As Singapore celebrates its 50th year of independence, it is important to identify what defines its people as Singaporeans, said Mr Baey Yam Keng (Tampines GRC) yesterday in Parliament.
"What reaches and touches the mind, heart and soul of Singaporeans and binds Singaporeans to Singapore?
It cannot be something we do or evoke a celebratory mood every 50 years, or even every year during National Day," he said, as he kicked off the debate on the budget of the Ministry of Culture, Community and Youth.
Noting that it was natural for Singaporeans to be swept up in the mood of SG50 celebrations, he said it was important to channel these positive energies into building a stronger, more united Singapore for the next 50 years.
"What we do today on the occasion of SG50 will define the future of Singapore," said Mr Baey.
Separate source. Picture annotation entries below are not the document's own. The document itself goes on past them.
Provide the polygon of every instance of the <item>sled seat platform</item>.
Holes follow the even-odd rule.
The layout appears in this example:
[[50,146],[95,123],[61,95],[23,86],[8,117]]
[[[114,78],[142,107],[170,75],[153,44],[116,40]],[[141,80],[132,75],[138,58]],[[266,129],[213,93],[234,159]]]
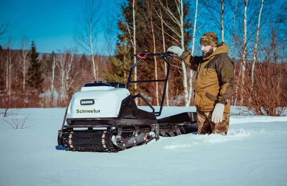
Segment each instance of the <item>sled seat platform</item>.
[[158,119],[160,135],[173,137],[197,131],[196,113],[184,112]]

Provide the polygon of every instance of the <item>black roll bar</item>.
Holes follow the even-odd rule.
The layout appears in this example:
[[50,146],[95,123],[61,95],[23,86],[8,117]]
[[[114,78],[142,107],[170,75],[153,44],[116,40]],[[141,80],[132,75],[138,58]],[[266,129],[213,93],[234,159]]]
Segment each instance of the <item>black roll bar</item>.
[[[162,96],[161,97],[161,107],[160,108],[159,111],[159,112],[155,112],[155,109],[152,106],[149,104],[146,99],[144,98],[140,94],[138,94],[136,96],[132,96],[133,98],[134,99],[136,97],[140,97],[144,100],[144,101],[148,105],[152,110],[152,113],[154,113],[155,114],[155,116],[159,116],[161,113],[161,111],[162,110],[162,108],[163,107],[164,102],[164,96],[165,95],[165,91],[167,88],[167,80],[168,79],[168,74],[170,71],[170,65],[169,63],[167,62],[165,58],[167,57],[170,57],[172,58],[173,57],[171,55],[172,53],[167,52],[166,53],[146,53],[143,52],[139,52],[137,54],[131,54],[131,57],[138,57],[140,58],[140,59],[133,64],[131,67],[131,69],[129,71],[129,78],[128,78],[128,80],[126,82],[126,88],[127,89],[129,89],[129,86],[130,83],[143,83],[146,82],[164,82],[164,90],[162,93]],[[164,62],[167,64],[167,74],[166,76],[165,79],[152,79],[143,80],[141,81],[131,81],[131,78],[132,77],[132,71],[134,70],[135,68],[138,66],[140,63],[143,60],[145,59],[146,57],[150,56],[159,56],[163,60]]]

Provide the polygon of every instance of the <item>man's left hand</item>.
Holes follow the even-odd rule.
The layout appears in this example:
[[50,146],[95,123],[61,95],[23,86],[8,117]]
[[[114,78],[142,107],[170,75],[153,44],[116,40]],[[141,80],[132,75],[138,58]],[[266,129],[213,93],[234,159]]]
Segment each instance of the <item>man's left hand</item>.
[[222,122],[222,116],[224,111],[224,105],[221,103],[217,103],[214,107],[211,116],[211,121],[215,123]]

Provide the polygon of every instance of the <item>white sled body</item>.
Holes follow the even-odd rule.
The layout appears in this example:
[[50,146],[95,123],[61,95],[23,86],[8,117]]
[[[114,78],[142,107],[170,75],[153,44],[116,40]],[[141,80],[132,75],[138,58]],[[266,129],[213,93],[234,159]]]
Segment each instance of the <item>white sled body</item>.
[[[122,101],[130,94],[127,89],[106,86],[83,87],[73,95],[67,113],[68,118],[117,117]],[[94,100],[92,104],[81,100]]]

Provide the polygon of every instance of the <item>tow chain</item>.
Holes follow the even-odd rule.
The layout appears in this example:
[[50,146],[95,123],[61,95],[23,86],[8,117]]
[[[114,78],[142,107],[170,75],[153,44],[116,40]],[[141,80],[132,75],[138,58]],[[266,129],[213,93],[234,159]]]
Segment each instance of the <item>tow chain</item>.
[[65,124],[65,122],[66,121],[66,117],[67,117],[67,114],[68,112],[68,108],[66,109],[66,112],[65,113],[65,116],[64,116],[64,121],[63,121],[63,124],[62,125],[62,130],[64,128],[64,125]]

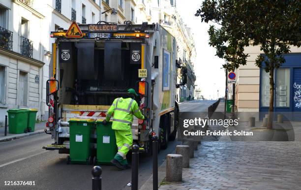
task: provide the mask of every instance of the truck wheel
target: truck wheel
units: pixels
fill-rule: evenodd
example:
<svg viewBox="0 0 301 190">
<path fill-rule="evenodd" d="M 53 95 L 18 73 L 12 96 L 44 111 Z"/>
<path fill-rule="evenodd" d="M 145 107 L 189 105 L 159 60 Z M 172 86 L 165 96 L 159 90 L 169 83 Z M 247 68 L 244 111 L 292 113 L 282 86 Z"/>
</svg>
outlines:
<svg viewBox="0 0 301 190">
<path fill-rule="evenodd" d="M 175 107 L 175 127 L 173 132 L 169 135 L 169 140 L 173 141 L 176 139 L 177 136 L 177 131 L 178 129 L 178 126 L 179 126 L 179 108 L 178 106 L 176 105 Z"/>
<path fill-rule="evenodd" d="M 161 148 L 162 149 L 166 149 L 168 146 L 168 136 L 169 136 L 168 131 L 166 130 L 166 127 L 165 129 L 162 129 L 161 134 L 162 135 L 161 140 Z"/>
<path fill-rule="evenodd" d="M 161 129 L 161 128 L 159 128 L 159 135 L 158 135 L 158 154 L 161 151 L 161 146 L 162 144 L 161 141 L 163 138 L 163 136 L 161 135 L 161 131 L 162 131 L 162 129 Z"/>
</svg>

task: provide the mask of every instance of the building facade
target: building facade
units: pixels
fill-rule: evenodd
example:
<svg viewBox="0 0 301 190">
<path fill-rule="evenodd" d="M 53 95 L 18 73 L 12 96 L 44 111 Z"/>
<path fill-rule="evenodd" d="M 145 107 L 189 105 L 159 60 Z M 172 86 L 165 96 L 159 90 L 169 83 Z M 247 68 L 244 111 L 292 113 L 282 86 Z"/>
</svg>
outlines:
<svg viewBox="0 0 301 190">
<path fill-rule="evenodd" d="M 274 71 L 274 111 L 301 111 L 301 49 L 291 47 L 286 63 Z M 270 101 L 269 75 L 255 65 L 263 54 L 259 46 L 245 48 L 247 64 L 236 71 L 235 104 L 240 112 L 267 112 Z"/>
</svg>

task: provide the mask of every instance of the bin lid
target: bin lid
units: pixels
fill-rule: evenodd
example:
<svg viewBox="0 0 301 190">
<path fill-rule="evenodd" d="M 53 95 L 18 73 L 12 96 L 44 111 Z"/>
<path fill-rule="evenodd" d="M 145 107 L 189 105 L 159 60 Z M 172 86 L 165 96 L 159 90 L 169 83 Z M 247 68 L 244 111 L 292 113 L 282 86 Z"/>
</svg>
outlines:
<svg viewBox="0 0 301 190">
<path fill-rule="evenodd" d="M 96 120 L 96 123 L 102 123 L 102 121 L 104 120 L 105 120 L 105 119 L 98 119 L 98 120 Z M 108 122 L 112 122 L 112 121 L 113 120 L 111 119 Z"/>
<path fill-rule="evenodd" d="M 86 122 L 94 122 L 95 120 L 93 119 L 79 119 L 79 118 L 71 118 L 69 120 L 69 122 L 71 123 L 76 123 L 76 122 L 81 122 L 81 123 L 86 123 Z"/>
<path fill-rule="evenodd" d="M 11 109 L 7 110 L 7 113 L 25 113 L 28 112 L 28 110 L 24 109 Z"/>
</svg>

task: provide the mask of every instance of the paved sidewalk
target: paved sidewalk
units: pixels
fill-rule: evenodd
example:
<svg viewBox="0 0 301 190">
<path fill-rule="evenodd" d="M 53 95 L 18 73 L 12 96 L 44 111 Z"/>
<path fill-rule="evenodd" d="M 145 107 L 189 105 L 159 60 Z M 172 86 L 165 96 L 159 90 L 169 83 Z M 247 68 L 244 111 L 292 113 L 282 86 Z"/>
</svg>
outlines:
<svg viewBox="0 0 301 190">
<path fill-rule="evenodd" d="M 224 106 L 220 102 L 212 117 L 220 117 Z M 262 126 L 262 122 L 256 127 L 246 122 L 228 128 L 210 126 L 211 131 L 243 130 L 254 135 L 206 137 L 190 167 L 183 168 L 182 182 L 163 181 L 159 190 L 300 189 L 301 122 L 275 124 L 272 131 Z"/>
<path fill-rule="evenodd" d="M 45 122 L 36 123 L 34 131 L 28 132 L 27 133 L 21 134 L 10 134 L 8 133 L 8 127 L 7 127 L 7 135 L 4 136 L 4 127 L 0 127 L 0 142 L 9 141 L 13 139 L 23 138 L 30 135 L 44 133 L 44 129 L 46 127 Z"/>
<path fill-rule="evenodd" d="M 300 189 L 301 142 L 203 142 L 182 175 L 159 190 Z"/>
</svg>

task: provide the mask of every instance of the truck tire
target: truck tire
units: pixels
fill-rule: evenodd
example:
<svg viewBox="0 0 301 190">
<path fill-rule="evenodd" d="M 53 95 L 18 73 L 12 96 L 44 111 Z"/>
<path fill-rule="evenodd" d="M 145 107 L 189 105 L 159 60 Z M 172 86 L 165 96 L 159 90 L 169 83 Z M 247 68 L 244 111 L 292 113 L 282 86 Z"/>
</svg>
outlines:
<svg viewBox="0 0 301 190">
<path fill-rule="evenodd" d="M 178 127 L 179 126 L 179 108 L 178 108 L 178 105 L 176 105 L 176 106 L 175 106 L 175 128 L 173 132 L 169 135 L 170 141 L 173 141 L 176 139 Z"/>
</svg>

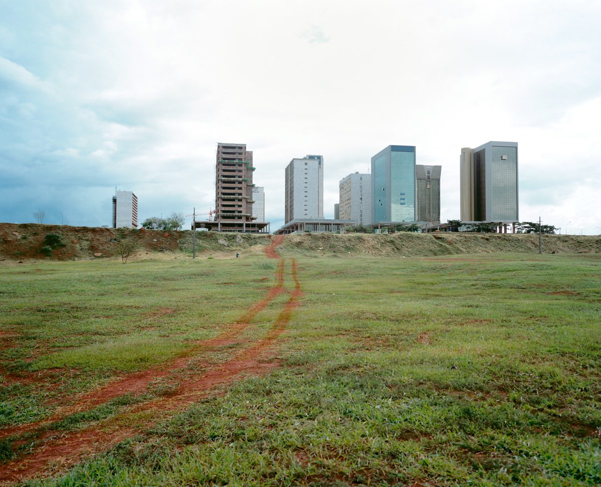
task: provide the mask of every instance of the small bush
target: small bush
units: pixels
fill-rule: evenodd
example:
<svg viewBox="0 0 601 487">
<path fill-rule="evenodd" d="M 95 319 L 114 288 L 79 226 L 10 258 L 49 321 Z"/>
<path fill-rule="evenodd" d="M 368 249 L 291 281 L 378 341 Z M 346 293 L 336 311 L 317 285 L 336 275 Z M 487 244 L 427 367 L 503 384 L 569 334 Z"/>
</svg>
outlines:
<svg viewBox="0 0 601 487">
<path fill-rule="evenodd" d="M 132 255 L 137 247 L 138 244 L 133 240 L 121 240 L 117 244 L 117 249 L 121 255 L 121 260 L 123 264 L 127 262 L 127 258 Z"/>
<path fill-rule="evenodd" d="M 48 234 L 46 235 L 44 237 L 44 245 L 47 246 L 52 249 L 65 246 L 64 243 L 63 242 L 63 235 L 58 234 Z"/>
</svg>

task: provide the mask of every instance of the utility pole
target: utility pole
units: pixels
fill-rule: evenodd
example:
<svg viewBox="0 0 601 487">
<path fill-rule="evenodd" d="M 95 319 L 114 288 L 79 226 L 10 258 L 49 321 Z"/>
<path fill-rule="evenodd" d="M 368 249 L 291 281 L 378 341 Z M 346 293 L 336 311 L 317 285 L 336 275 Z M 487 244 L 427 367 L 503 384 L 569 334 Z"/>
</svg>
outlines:
<svg viewBox="0 0 601 487">
<path fill-rule="evenodd" d="M 543 229 L 540 225 L 540 217 L 538 217 L 538 253 L 543 253 Z"/>
</svg>

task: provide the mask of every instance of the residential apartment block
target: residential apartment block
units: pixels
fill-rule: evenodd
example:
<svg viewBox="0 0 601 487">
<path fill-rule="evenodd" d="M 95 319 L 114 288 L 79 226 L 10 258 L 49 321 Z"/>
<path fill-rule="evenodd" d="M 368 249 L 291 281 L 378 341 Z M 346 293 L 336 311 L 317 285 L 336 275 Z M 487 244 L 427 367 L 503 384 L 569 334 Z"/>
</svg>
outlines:
<svg viewBox="0 0 601 487">
<path fill-rule="evenodd" d="M 415 164 L 416 219 L 432 225 L 441 222 L 440 166 Z"/>
<path fill-rule="evenodd" d="M 138 228 L 138 197 L 130 191 L 118 191 L 112 197 L 113 228 Z"/>
<path fill-rule="evenodd" d="M 323 218 L 323 157 L 294 158 L 286 167 L 284 223 Z"/>
<path fill-rule="evenodd" d="M 252 216 L 257 222 L 265 221 L 265 191 L 262 186 L 252 188 Z"/>
<path fill-rule="evenodd" d="M 356 172 L 340 180 L 338 215 L 335 218 L 371 223 L 371 175 Z"/>
<path fill-rule="evenodd" d="M 517 142 L 463 147 L 460 164 L 462 222 L 519 221 Z"/>
</svg>

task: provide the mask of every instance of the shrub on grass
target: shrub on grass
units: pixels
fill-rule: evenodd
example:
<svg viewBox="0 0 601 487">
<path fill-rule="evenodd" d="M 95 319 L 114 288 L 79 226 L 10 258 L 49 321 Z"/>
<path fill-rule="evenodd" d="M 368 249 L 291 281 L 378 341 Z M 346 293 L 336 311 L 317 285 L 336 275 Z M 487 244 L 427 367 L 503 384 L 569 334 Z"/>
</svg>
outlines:
<svg viewBox="0 0 601 487">
<path fill-rule="evenodd" d="M 133 240 L 121 240 L 117 244 L 117 250 L 121 255 L 121 260 L 123 264 L 127 262 L 127 258 L 136 250 L 137 244 Z"/>
</svg>

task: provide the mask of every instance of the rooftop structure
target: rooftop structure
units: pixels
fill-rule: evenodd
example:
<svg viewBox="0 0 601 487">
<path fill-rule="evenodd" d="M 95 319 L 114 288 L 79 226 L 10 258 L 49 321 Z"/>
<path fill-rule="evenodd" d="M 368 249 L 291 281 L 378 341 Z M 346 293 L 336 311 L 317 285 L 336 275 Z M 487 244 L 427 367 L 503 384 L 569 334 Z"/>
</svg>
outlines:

The national identities of many citizens of other countries are tied with their racial and cultural identities, he said.
But many Singaporeans are descendants of immigrants, with some of mixed parentage, and so "our racial and cultural identities are actually distinct", he noted.
"Yet, we have to embrace and accept all as part and parcel of being Singaporean," he said, adding that as a result, Singapore as a country does not seem to have anything that is very distinctive culturally.
What Singapore does have - such as Singlish - have gained recognition only recently, said the chairman of the Government Parliamentary Committee for Culture, Community and Youth.
Singling out other "uniquely Singaporean" facets that deserve to be celebrated, he cited the xinyao genre of local Chinese songs, which exemplifies a ground-up "passion and pursuit of people with ideas and creativity".
Getai performances represent "street life, coffee shop talk, what an average Singaporean does every day", added Mr Baey.